[Sidenote: The Cherokees subdued.]
The Cherokees, more highly civilized and better organized than the Creeks, could not be entrapped into any treaty for surrendering their lands. Georgia, therefore, proceeded to assert her jurisdiction over them, without reference to the solemn treaties of the United States. Each successive legislature from 1826 passed an Act narrowing the circle of Indian authority. In December, 1826, Indian testimony was declared invalid in Georgia courts. The Cherokees, foreseeing the coming storm, and warned by the troubles of their Creek neighbors, proceeded to adopt a new tribal constitution, under which all land was to be tribal property. The Georgia legislature replied, in 1827, by annexing part of the Cherokee territory to two counties; the purpose was to drive out the Cherokees by making them subject to discriminating State laws, and by taking away the land not actually occupied as farms. The issue raised was whether the United States or Georgia had governmental powers in Indian reservations. By a close vote the House intimated its sympathy with Georgia, and in December, 1828, Georgia proposed to annex the whole Cherokee country. Adams was powerless to defend the Indians; in order to humiliate the President, the national authority had successfully been defied.
138. THE TARIFF OF ABOMINATIONS (1828).
[Sidenote: Commercial treaties.]
[Sidenote: Woollen bill.]
In one respect Adams was successful; he negotiated almost as many commercial treaties as had been secured during the previous fifty years. Trade had sprung up with the Spanish American States. England had meanwhile begun to relax her system of protection, and encouraged manufactures by importing raw materials on very low duties; woollens were therefore so cheapened that they could again be sold in the United States in competition with American manufacturers. In October, 1826, the Boston woollen manufacturers asked "the aid of the government." A bill was accordingly introduced, which Adams would doubtless have signed, increasing the duties on coarse woollens. It passed the House in 1827, but was lost in the Senate by the casting vote of the Vice-President, Calhoun. His change of attitude is significant; it showed that the most advanced Southern statesman had abandoned the policy of protection, as he had abandoned the policy of internal improvements. The Boston petition marked another change. New England had at last settled down to manufacturing as her chief industry, and insisted on greater protection.

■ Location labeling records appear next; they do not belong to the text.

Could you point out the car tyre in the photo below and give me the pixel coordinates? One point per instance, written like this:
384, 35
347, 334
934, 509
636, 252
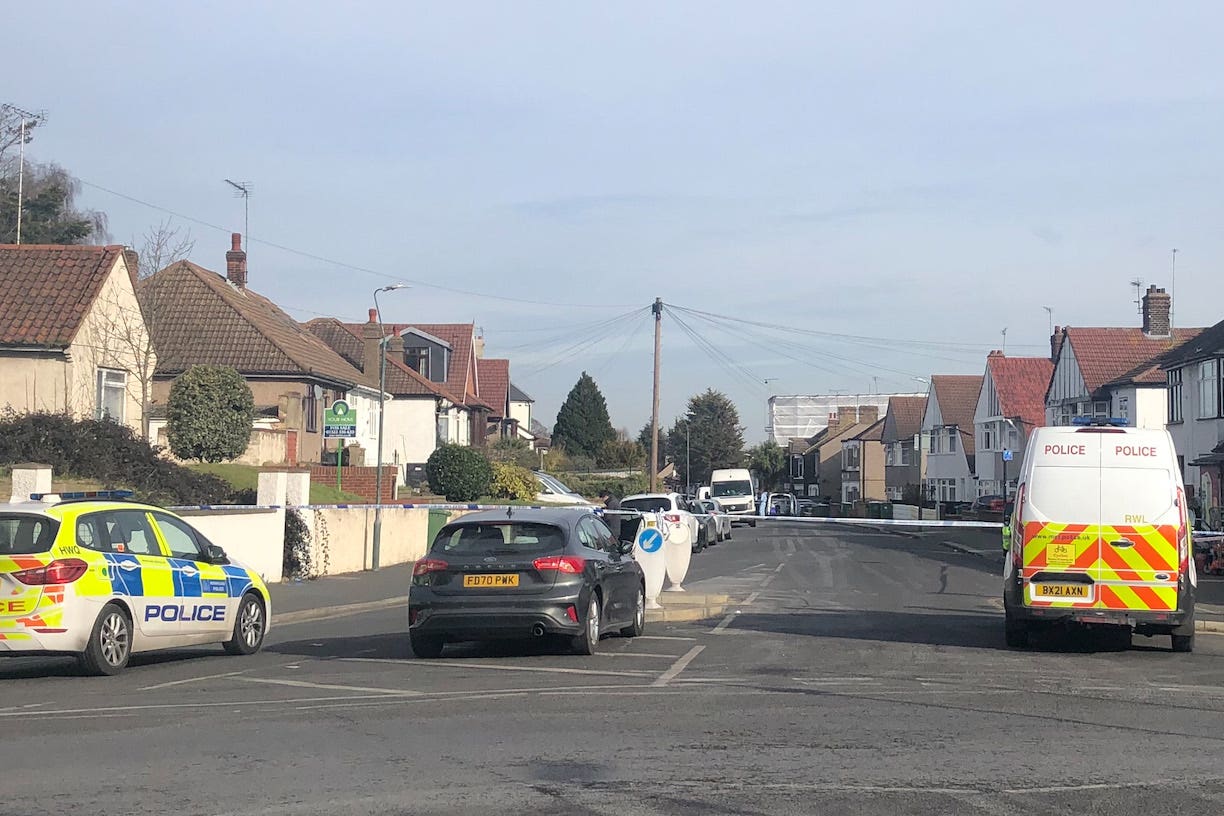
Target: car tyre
426, 647
639, 615
250, 626
589, 641
110, 642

[Sidenote: Tariff agitation.]
The narrow failure of the Woollens Bill in 1827 encouraged a protectionist convention at Harrisburg, which suggested very high duties; but the main force behind the movement was a combination of the growers and manufacturers of wool, including many Western men. It is probable that Clay was glad to make the tariff a political issue, hoping thus to confound the anti-Adams combination.
[Sidenote: Tariff on raw materials.]
[Sidenote: The act passed.]
A new bill was reported, introducing the novel principle that the raw materials of manufactures should be highly protected; the purpose was evidently to frame a tariff unacceptable to New England, where Adams had his chief support, and to draw the votes of the South and West. The Western Jackson men favored it because it raised the tariff; and the Southern anti-tariff men expected to kill Adams with the bill, and then to kill the bill. They therefore voted for enormous duties: the duty on hemp was raised from $35 to $60 a ton; on wool from about thirty per cent to about seventy per cent. In vain did the Adams men attempt to reframe the bill: when it came to a vote, sixteen of the thirty-nine New England members felt compelled to accept it, with all its enormities, and it thus passed the House. Even Webster voted for it in the Senate, and his influence secured its passage. On May 24, 1828, Adams signed it. Throughout the debate the influence of the approaching campaign was seen. John Randolph said of it: "The bill referred to manufactures of no sort or kind except the manufacture of a President of the United States."